In my previous job I worked on a web-service that was passing JSON payloads between workers using the Gearman task queue. One day I was trying to figure out why it took such a long time (a few seconds) to transfer a 3-megabyte JSON value. I was sure that it was a problem in our code. To my surprise, the profiler showed that the bottleneck was in this function of python-gearman client library:
def read_data_from_socket(self, bytes_to_read=4096):
"""Reads data from socket --> buffer"""
if not self.connected:
self.throw_exception(message='disconnected')
recv_buffer = ''
try:
recv_buffer = self.gearman_socket.recv(bytes_to_read)
except socket.error, socket_exception:
self.throw_exception(exception=socket_exception)
if len(recv_buffer) == 0:
self.throw_exception(message='remote disconnected')
self._incoming_buffer += recv_buffer
return len(self._incoming_buffer)
The problem is in the line self._incoming_buffer += recv_buffer
where the _incoming_buffer
instance variable has the type str
. I was taught that it is a bad idea to do repeated
string concatenations in a programming language where strings are immutable. So I wrote
a small snippet to find out how slow it really was:
def f():
spam = ''
eggs = 'a' * 4096
for i in xrange(1000):
spam += eggs
The timeit.timeit()
function showed that it took less than 1 ms to call the function f()
that performed 1000 string concatenation operations. That was really amazing. I started to think
that I was missing something. So I tried running the following snippet instead:
def g():
class Foo:
def __init__(self):
self.spam = ''
eggs = 'a' * 4096
f = Foo()
for i in xrange(1000):
f.spam += eggs
It took about 450 ms — that’s much “better” (or, rather, closer to my expectations)! So what the heck? These two functions are almost identical, except that the latter uses an instance attribute instead of a simple variable.
The bytecode comparison of these two function didn’t show anything interesting: the for-loop
is completely the same except that the function g()
uses the LOAD_ATTR
/STORE_ATTR
bytecodes
instead of LOAD_FAST
/STORE_FAST
. But how can attribute access be so slow? It surely
must not be a bottleneck while concatenating strings in a loop.
Another interesting thing was that it took the same amount of time (about 1.6 s) to execute both
f()
and g()
functions using the PyPy interpreter.
Now I was almost sure that CPython had some kind of optimization that
allowed it to execute the f()
function so fast. But the second question, why it didn’t work
for the g()
function, remained. Running python
with strace showed that executing the
g()
function required almost 100x more memory allocations than executing the f()

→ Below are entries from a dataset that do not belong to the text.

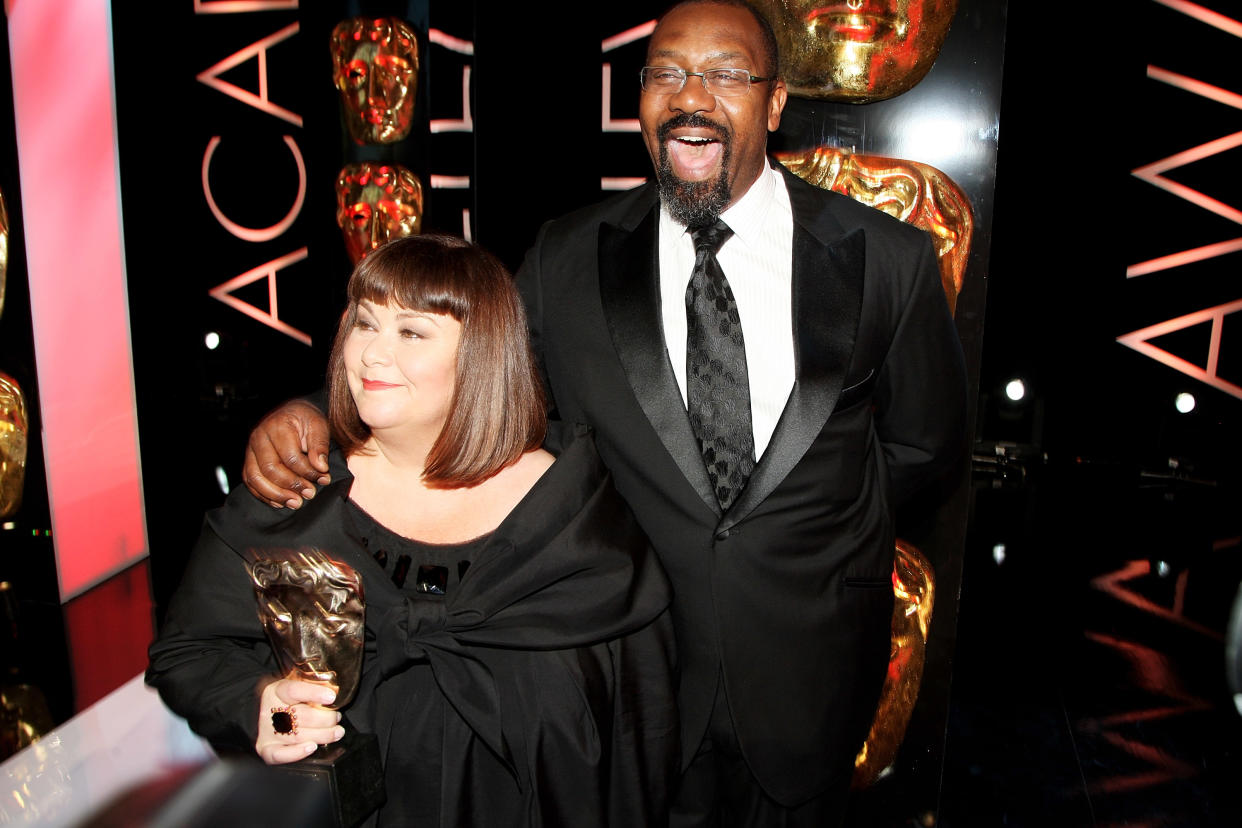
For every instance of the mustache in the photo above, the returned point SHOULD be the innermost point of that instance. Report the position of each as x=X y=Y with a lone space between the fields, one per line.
x=693 y=121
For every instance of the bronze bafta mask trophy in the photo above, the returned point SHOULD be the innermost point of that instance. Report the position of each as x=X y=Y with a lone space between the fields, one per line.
x=856 y=51
x=313 y=611
x=13 y=445
x=917 y=194
x=375 y=68
x=376 y=202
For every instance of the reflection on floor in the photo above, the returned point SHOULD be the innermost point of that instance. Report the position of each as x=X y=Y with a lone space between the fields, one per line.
x=1089 y=684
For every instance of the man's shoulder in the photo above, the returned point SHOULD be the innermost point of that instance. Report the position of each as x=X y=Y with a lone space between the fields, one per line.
x=811 y=204
x=620 y=207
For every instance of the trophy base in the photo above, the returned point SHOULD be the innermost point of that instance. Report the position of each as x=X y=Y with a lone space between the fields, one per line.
x=350 y=771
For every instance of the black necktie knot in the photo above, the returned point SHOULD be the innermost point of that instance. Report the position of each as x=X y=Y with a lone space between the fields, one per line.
x=718 y=390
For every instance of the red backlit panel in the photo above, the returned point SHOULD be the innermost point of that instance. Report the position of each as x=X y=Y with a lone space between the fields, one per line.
x=70 y=200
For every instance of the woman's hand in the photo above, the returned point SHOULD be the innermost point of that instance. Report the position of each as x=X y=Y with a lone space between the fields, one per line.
x=313 y=724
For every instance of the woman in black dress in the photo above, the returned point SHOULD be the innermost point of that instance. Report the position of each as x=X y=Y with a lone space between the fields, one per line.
x=518 y=654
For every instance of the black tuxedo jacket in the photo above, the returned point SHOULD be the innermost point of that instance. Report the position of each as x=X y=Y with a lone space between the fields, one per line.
x=786 y=596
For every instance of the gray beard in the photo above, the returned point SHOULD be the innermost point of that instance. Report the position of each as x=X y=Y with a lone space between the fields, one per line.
x=694 y=204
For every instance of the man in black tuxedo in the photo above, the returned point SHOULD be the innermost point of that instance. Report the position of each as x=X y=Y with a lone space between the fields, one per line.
x=773 y=512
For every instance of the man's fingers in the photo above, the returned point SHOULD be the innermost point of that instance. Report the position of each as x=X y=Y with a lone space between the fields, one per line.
x=263 y=488
x=316 y=435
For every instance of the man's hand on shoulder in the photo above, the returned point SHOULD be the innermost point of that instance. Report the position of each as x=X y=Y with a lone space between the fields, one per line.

function. The time came to debug the interpreter using gdb. That allowed me to identify
the CPython function which performs string concatenations.
The source code of string_concatenate()
function had a few interesting lines:
if (v->ob_refcnt == 1 && !PyString_CHECK_INTERNED(v)) {
/* Now we own the last reference to 'v', so we can resize it
* in-place.
*/
if (_PyString_Resize(&v, new_len) != 0) {
/* XXX if _PyString_Resize() fails, 'v' has been
* deallocated so it cannot be put back into
* 'variable'. The MemoryError is raised when there
* is no value in 'variable', which might (very
* remotely) be a cause of incompatibilities.
*/
return NULL;
}
/* copy 'w' into the newly allocated area of 'v' */
memcpy(PyString_AS_STRING(v) + v_len,
PyString_AS_STRING(w), w_len);
return v;
}
else {
/* When in-place resizing is not an option. */
PyString_Concat(&v, w);
return v;
}
So-so, strings actually can be mutable! This allows to resize ones in-place that makes strings concatenation very fast. But there is a strict constraint - there must be at most 1 reference to the string to be resized (otherwise the language contract that strings are immutable would be broken).
It’s important to understand that this is only a CPython-specific optimization, and you’d better not take benefit of it in your code! Everyone knows that string concatenation in Python is a bad idea, so why to change our mind? If you really need to construct a string this way you should read the docs for str.join() method, StringIO and array modules first - this is the way to write code that works efficiently in all Python interpreters.
P. S. I wrote a small patch for python-gearman
that uses an array
type for handling incoming data which greatly improves performance.
The patch was accepted in the master branch. Everyone who is interested in using Gearman
task queue in Python programs might want to check it out.